Die alarmierenden Ergebnisse kommen einer Bankrotterklärung der deutschen Bildungspolitik gleich – das Bundesbildungsministerium spricht in einer Pressemitteilung von „fehlender ausreichender Grundbildung“. Ungeachtet dieser desaströsen Zustände werden Modellprojekte wie die frühkindliche zweisprachige Erziehung in Kindergärten, die Einführung der Grundschrift (bzw. Abschaffung der Schreibschrift) und Lesen durch Schreiben (bzw. schreib, wie du sprichst) unbeirrt fortgesetzt, obwohl sie umstritten sind. Statt dem Nachwuchs sprachliche Kompetenz mit bewährten erfolgreichen Lehrmethoden zu vermitteln, werden die Kinder zu Versuchskaninchen der inkonsistenten, föderalen Bildungspolitik. Aufbauend auf profunde Deutschkenntnisse mit einem breiten aktiven Wortschatz, ist es erfahrungsgemäß viel leichter, Fremdsprachen zu erlernen. Doch in den vergangenen zehn Jahren ist der während der ersten vier Schuljahre vermittelte Grundwortschatz von 1.100 Wörtern auf 700 gesunken, bestätigt Josef Kraus, Präsident des Deutschen Lehrerverbandes. So beträgt der Anteil des Deutschunterrichts von der ersten bis zur zehnten Klasse nur 16 Prozent an den Wochenstunden und liegt damit weit unter den Werten des Muttersprachunterrichts in benachbarten europäischen Ländern. In den gymnasialen Klassenstufen liegt der Anteil des Deutschunterrichts oft bei nur drei Wochenstunden. Natürlich darf man nicht die ganze Schuld auf die Politiker und Lehrer schieben. Die Eltern haben eine ebensolche Verantwortung, die Sprachentwicklung ihrer Kinder zu fördern.

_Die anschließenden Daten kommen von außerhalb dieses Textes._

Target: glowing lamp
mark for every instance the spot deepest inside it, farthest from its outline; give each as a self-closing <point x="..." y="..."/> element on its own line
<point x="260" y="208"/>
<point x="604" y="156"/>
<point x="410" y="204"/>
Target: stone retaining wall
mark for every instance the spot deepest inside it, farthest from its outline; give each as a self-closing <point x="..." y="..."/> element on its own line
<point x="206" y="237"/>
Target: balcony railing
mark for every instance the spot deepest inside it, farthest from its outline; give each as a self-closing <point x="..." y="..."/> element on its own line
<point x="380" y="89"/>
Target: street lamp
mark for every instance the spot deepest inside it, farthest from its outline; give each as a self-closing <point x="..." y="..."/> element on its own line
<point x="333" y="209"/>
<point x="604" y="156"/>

Bundesbildungsministerin Annette Schavan und der damalige Präsident der Kultusministerkonferenz, Bernd Althusmann, haben im Dezember 2011 eine gemeinsame nationale Strategie im Kampf gegen den Analphabetismus ins Leben gerufen und alle gesellschaftlichen Gruppen aufgefordert, sich dem Vorhaben anzuschließen. Mit einer öffentlichen Kampagne soll auf die ungenügende Grundbildung aufmerksam gemacht werden. Schavan stellt nüchtern fest: „Es gibt Analphabetismus in Deutschland in einer Größenordnung, die nicht mehr eine Nische darstellt.“ In einem ersten Schritt stellt der Bund für die Forschung und Entwicklung hin zur höheren Alphabetisierung und Grundbildung rund 20 Millionen Euro zur Verfügung. Weitere 35 Millionen Euro kommen aus dem Europäischen Sozialfonds. Als Startschuss für die Aktivitäten seitens des Landes Sachsen-Anhalt hat der Landesausschuss für Erwachsenenbildung in Zusammenarbeit mit dem Kultusministerium im November 2011 in Magdeburg eine Vortragsveranstaltung zu diesem Thema organisiert. Hier wurden die gesellschaftspolitische Brisanz der Situation und Lösungsmöglichkeiten diskutiert. Geplant sind weitere Veranstaltungen, die dazu beitragen, erst einmal überhaupt auf funktionale Analphabeten aufmerksam zu werden. Zugleich sollen Alphabetisierungskurse gefördert werden, heißt es aus dem Magdeburger Kultusministerium. Hier galt dieses Phänomen nach eigenen Angaben viel zu lange als eines der südlichen Halbkugel, nicht der entwickelten Länder.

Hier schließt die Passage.